The income and expense statement is like a diary for your wallet, recording your income and expenses. Simply put, it tracks “where money comes from and where it goes.” Sounds like bookkeeping, right? Don’t worry — unlike traditional bookkeeping, an income and expense statement is more about tracking patterns, not logging every penny. While I don’t personally keep a detailed budget, I do maintain an income and expense statement to visualize my cash flows.
The balance sheet is like a wealth record that documents all the assets and liabilities you’ve accumulated from the past to the present. The “spending” mentioned earlier — converting cash into various investment vehicles — has its gains and losses reflected on this statement.
The cash flow statement is like an EKG for your wallet, tracking the inflow and outflow of cash. It can calculate ratios like your savings rate, insurance expense ratio, living expense ratio, and more, ensuring that within safe ratios, your money is sufficient.
If you want to learn more about these three statements, read: The 3 Essential Financial Statements for Personal Financial Planning

First, you need to clearly define your financial goals — such as buying a home, buying a car, saving, or retirement planning. Setting clear goals helps you create a more targeted financial plan.
Understand your current financial state, including income, expenses, assets, and liabilities. Only then can you develop a practical financial plan.
Create reasonable income and expense principles to ensure your spending doesn’t exceed your income and that you maintain an adequate emergency fund. This isn’t just about basic bookkeeping — it’s about establishing the right ratios between income and expenses. This may not be achievable overnight. It takes time and adjustments to find a comfortable balance between income and expenses.

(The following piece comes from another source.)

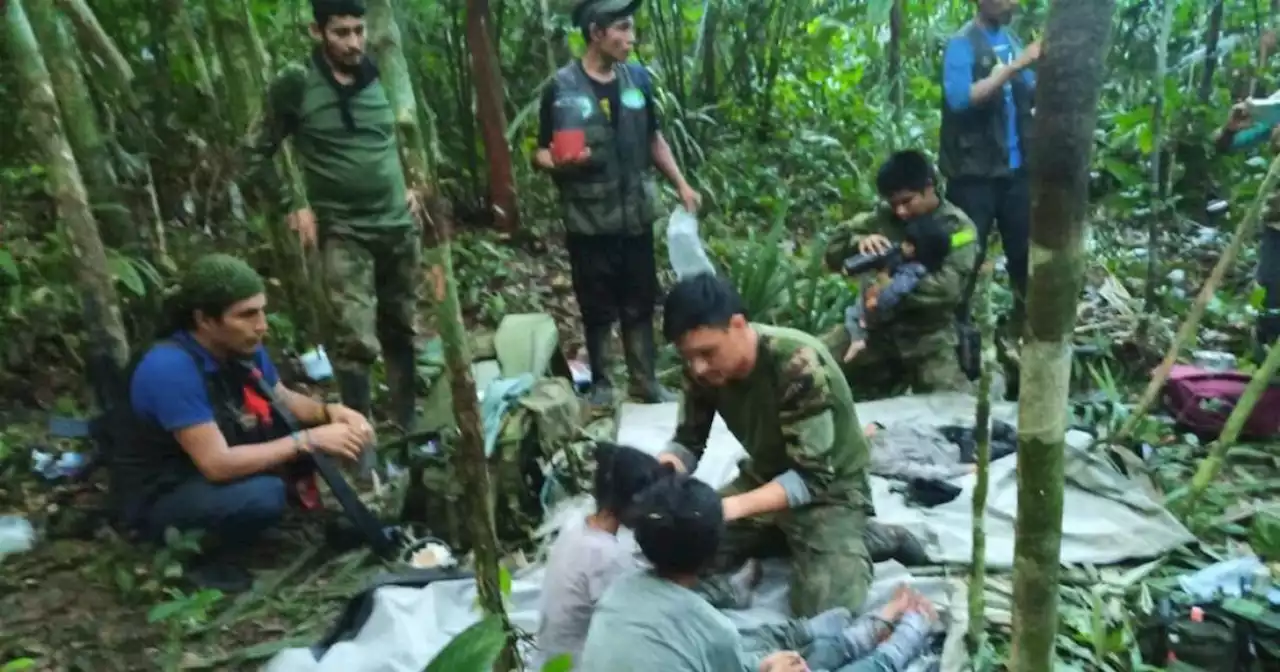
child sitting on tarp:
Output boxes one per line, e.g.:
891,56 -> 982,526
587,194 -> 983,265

Using the “right insurance” with “adequate coverage” at a “good premium” ensures that insurance costs don’t become an excessive burden while still providing sufficient protection. This prevents unexpected expenses when specific risks materialize.
Based on your risk tolerance and financial goals, develop a sound asset allocation plan. Invest for the long term in the stock market, maintain appropriate bond market exposure, and continuously rebalance your assets to ensure your financial goals stay on track.

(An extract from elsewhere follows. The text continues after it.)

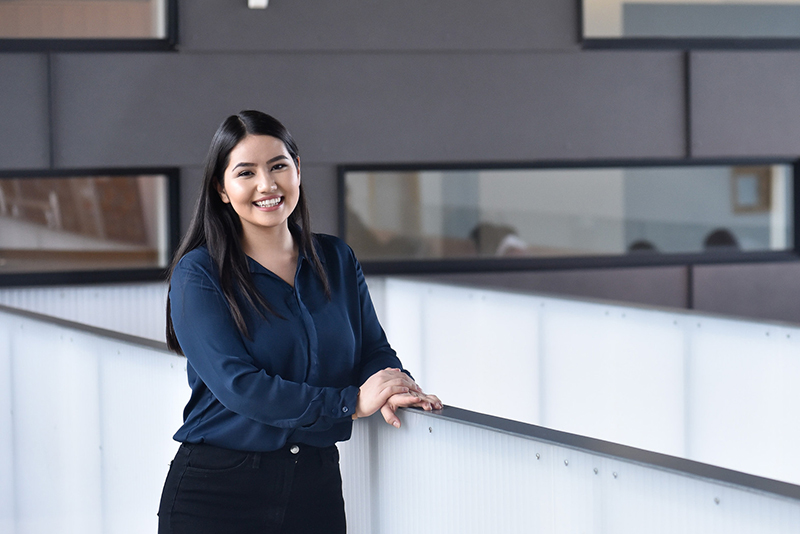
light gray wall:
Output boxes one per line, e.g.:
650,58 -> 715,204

Financial planning always involves “plans not keeping up with changes” — but that’s not a reason to skip planning. It’s like always carrying an umbrella: whether it’s a parasol or a rain umbrella, when it’s sunny you block the sun, and when it’s pouring you block the rain. Regularly review your financial situation, take stock of your financial plan, and adjust based on real circumstances. All of this is to ensure your goals are achieved.
For a deeper dive into the 6 steps: The Basics of Financial Planning: 6 Key Steps to Financial Health and Freedom
Once you’ve mastered these 2 types, 3 statements, and 6 steps, you can start building your own financial plan and take the road toward financial freedom. Remember, financial planning is an ongoing process that requires continuous learning and adjustment to achieve the best results.

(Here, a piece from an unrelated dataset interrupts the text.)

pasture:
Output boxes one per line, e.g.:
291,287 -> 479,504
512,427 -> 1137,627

For someone just starting out with financial management, it can indeed look daunting on paper. It’s easy to feel lost without a clear focus or goal. The moment a well-meaning friend shows up, trust takes over and before you know it, you’ve bought some random financial product.
Remember: everyone’s financial DNA is different. Only you know how your money should be spent. Nobody will scam you — you can only choose to fall for it yourself.